"I want to forget you but I do not want to hate you."
Translation:Seni unutmak istiyorum ama senden nefret etmek istemiyorum.
Fair question! I completely see where you're coming from, but Turkish uses a different logic with this phrase.
The phrase "nefret etmek" has the literal meaning of "to do/make hatred"... So Turkish uses ablative case (-den) on the source of our hatred. So if we look at Duo's sentence literally:
- "... senden nefret etmek istemiyorum" = I am not wanting to do/make hatred from you
It's a bit harsh, now that I think about it- we're kind of blaming the other person for making us hate them... at least grammatically.
This structure will also come up with a few more surprising words. For example:
- Senden korkuyorum = I am afraid of you
(Literally: From you, I am fearing)
I hope that helps :-)
When I consulted a native Turkish speaker, I was told lakin is not so much wrong as considered a bit archaic these days. I hear it a lot on historical Turkish TV series, but the dialogue there is supposed to be "old-school". Perhaps nowadays it comes across a bit like the English using "thee" and "thou" and "yea verily" in flavour--?

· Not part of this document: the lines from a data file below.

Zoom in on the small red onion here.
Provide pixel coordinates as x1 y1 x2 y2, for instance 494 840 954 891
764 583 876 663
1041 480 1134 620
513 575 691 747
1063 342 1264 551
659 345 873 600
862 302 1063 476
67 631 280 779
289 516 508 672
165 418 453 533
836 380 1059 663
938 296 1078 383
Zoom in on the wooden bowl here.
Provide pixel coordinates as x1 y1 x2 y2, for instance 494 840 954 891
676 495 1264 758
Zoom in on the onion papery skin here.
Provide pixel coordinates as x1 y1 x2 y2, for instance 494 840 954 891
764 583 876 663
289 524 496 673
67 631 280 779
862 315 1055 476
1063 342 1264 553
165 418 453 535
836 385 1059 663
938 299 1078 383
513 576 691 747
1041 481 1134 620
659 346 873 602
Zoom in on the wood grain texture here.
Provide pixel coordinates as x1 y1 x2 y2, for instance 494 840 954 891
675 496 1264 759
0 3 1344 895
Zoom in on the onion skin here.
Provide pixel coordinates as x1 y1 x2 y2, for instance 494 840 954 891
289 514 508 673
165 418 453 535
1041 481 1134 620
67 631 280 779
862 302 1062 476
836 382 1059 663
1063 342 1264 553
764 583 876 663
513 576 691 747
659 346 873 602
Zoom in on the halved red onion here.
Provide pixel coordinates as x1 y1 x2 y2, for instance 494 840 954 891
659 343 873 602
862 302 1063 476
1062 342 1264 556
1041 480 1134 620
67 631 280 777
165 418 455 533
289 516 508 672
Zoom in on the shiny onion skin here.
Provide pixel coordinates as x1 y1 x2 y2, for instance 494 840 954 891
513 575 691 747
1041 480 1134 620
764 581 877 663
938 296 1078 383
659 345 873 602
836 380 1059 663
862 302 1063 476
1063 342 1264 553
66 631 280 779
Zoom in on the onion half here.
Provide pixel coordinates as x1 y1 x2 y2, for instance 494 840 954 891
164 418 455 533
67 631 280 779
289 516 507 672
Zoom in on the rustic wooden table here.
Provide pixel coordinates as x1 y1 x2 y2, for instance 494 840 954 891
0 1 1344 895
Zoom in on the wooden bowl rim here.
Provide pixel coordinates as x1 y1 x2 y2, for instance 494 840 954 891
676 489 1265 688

"Nefret" is a noun meaning "hate" or "hatred". Ex. "Hate cannot drive out hate."
Unlike English, we can't use "nefret" as a verb on its own- there is no such thing as "nefretmek". To turn "hate" into a verb, we add "etmek", which means "to make/ to do/ to practice". So, "nefret etmek" is literally "to make hate".
There will be other nouns that team up with "etmek". For example: dans etmek (to dance), teşekkür etmek (to thank someone), devam etmek (to continue).